THE Competition Tribunal's recent finding that Sasol Chemical Industries (SCI) had charged excessive prices to domestic customers has brought the issue into focus for South African corporations struggling with competitiveness and compliance.

In June the tribunal found the Sasol subsidiary was in contravention of the Competition Act for charging domestic customers excessive prices for purified propylene and polypropylene between 2004 and 2007 and imposed a R534 million fine. (The offence attracts a penalty up to 10% of the annual turnover for a first-time contravention.)

Webber Wentzel professional support lawyer, Paula Youens says, "The tribunal found, on the facts, that a mark-up as low as 20% may not be reasonable if so determined on a case-to-case basis. It leaves dominant companies that have particular cost-advantages not based on innovation, risk-taking and investment - and especially those receiving government support - in a difficult position in complying with the Act.”

There is hope that the application for leave to appeal that has been filed with the Competition Appeal Court (CAC) in the SCI matter will offer some clarity and certainty as to what the actual test for excessive pricing should be. “Optimism aside,” says Youens, “how dominant companies should be advised to structure their pricing within this interim period is as clear as mud”. Competition laws internationally are controversial with many countries disagreeing that competition authorities should regulate high prices. One argument is that the free market will correct high prices, undermining the need for regulation.

However, the Act prohibits excessive pricing by stating that companies with the market power to control prices and exclude competition cannot charge prices detrimental to consumers.

"Excessive pricing occurs where the price for a good or service bears no reasonable relation to its economic value, but the law does not define 'economic value', 'reasonable' or 'consumers' - and this leaves the bulk of interpretation with the competition authorities," Youens says.

She says the SCI case follows a decade-old one between ArcelorMittal SA and Harmony Gold Mining. In that case the CAC provided a four-stage enquiry for excessive pricing which involved determining the actual price of the product allegedly subject to being excessively priced; calculating the economic value of that pricing; judging if the difference between the economic value and the market-related price was unreasonable; and finally determining if consumers were prejudiced by the pricing.

Youens says the SCI issue has highlighted that the economic value of goods or services is not objective, but includes cost-advantages obtained due to "past exclusive or special rights", especially those acquired or inherited through significant government subsidies.

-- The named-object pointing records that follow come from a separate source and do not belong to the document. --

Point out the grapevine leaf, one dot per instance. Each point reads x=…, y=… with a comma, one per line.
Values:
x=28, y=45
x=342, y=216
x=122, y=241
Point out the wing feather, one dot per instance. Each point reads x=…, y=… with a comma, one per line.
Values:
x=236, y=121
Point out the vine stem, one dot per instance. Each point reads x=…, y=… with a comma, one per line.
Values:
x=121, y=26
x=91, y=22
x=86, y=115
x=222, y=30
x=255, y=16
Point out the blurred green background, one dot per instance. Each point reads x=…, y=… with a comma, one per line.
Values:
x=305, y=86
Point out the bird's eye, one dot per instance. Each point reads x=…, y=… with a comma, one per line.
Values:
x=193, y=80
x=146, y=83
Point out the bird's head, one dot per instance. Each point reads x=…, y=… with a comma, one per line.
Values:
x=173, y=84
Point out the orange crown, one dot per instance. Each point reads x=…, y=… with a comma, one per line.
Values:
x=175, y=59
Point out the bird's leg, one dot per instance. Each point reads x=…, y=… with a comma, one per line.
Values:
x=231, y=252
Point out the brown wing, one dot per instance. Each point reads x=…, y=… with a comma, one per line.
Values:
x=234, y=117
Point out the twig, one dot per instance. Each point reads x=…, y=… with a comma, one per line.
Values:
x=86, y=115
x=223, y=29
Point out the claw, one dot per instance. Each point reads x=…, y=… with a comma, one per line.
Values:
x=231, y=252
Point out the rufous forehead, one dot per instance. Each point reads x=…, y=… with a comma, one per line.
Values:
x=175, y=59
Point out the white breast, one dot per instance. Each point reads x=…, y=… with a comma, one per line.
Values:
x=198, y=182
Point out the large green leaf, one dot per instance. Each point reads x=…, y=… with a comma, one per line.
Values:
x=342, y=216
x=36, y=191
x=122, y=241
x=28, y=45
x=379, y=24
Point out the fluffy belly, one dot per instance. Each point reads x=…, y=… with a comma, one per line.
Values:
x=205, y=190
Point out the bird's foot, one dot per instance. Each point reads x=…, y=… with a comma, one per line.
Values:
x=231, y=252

"As a result SCI's cost advantages were reduced below the competitive norm, boosting the finding that the economic value was lower than the actual price charged. The implication of this is that other companies with these cost advantages will be strongly prejudiced when their prices are analysed for being excessive," she says.

She adds these companies - ones that benefited from cost factors due to historic reasons - will have to prove their pricing was reasonable, which will be particularly difficult as the ruling does not provide guidance on what percentage mark-up was considered "reasonable".